Golden Apple of the Sun is Cole’s 7th book and may just be his most unusual. It is intriguing in the way it centers intimate space against the back drop of uncertain political conditions. The book is published by Mack, a London-based independent publisher of books on visual arts.

Pre-order Golden Apple of the Sun: Mack | Amazon

Read the publisher’s note:

In the period leading up to the November 3, 2020 elections in the United States, Teju Cole began to photograph his kitchen counter in Cambridge, Massachusetts. Working in the still life tradition of Chardin, Cezanne, and the Dutch masters, as well as such contemporary photographers as Laura Letinsky and Jan Groover, he photographed every day over the course of five weeks. Unlike those illustrious forbears, Cole left his arrangements entirely to chance, “the bowls and plates moving in their unpredictable constellations.”

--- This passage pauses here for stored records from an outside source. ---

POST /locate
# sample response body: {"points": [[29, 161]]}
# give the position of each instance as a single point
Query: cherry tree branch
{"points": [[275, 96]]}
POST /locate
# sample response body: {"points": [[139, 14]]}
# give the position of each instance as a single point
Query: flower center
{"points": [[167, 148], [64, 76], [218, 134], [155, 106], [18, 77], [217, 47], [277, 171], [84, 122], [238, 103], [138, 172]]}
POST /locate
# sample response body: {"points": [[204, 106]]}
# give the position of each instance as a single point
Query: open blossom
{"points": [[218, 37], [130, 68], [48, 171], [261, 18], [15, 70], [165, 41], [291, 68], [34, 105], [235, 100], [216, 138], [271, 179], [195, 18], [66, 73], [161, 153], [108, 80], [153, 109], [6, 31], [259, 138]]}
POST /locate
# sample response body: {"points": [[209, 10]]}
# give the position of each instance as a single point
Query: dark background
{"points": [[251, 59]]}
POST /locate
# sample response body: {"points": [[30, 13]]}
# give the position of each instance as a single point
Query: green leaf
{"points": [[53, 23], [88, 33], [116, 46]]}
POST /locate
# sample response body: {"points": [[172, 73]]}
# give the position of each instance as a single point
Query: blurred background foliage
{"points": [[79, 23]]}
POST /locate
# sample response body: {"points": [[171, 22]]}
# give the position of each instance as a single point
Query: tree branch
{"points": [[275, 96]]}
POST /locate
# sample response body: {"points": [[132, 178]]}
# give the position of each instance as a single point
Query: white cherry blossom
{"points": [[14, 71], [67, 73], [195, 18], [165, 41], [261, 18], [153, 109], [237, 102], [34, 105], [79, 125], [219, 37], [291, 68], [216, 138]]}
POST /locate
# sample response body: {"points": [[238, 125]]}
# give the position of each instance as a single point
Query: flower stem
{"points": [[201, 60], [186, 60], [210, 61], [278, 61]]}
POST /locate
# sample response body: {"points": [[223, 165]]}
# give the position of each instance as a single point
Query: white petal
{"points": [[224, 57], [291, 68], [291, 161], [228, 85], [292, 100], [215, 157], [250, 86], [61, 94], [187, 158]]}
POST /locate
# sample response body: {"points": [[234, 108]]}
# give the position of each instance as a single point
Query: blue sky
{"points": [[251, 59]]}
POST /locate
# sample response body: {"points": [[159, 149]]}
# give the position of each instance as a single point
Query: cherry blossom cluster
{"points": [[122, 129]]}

What emerges is a surprising portrait, across time, of one kitchen counter in one home at a time of social, cultural, and political upheaval. Alongside the photographs is a long written essay, as wide-ranging in its concerns—hunger, fasting, mourning, slavery, intimacy, painting, poetry and the history of photography—as the photographs are delimited in theirs.

The text and photographic sequences are interspersed with an anonymous handwritten eighteenth century cookbook from Cambridge. Golden Apple of the Sun is a luminous and humane work, presented with the formal boldness and oblique intelligence we have come to expect from Teju Cole.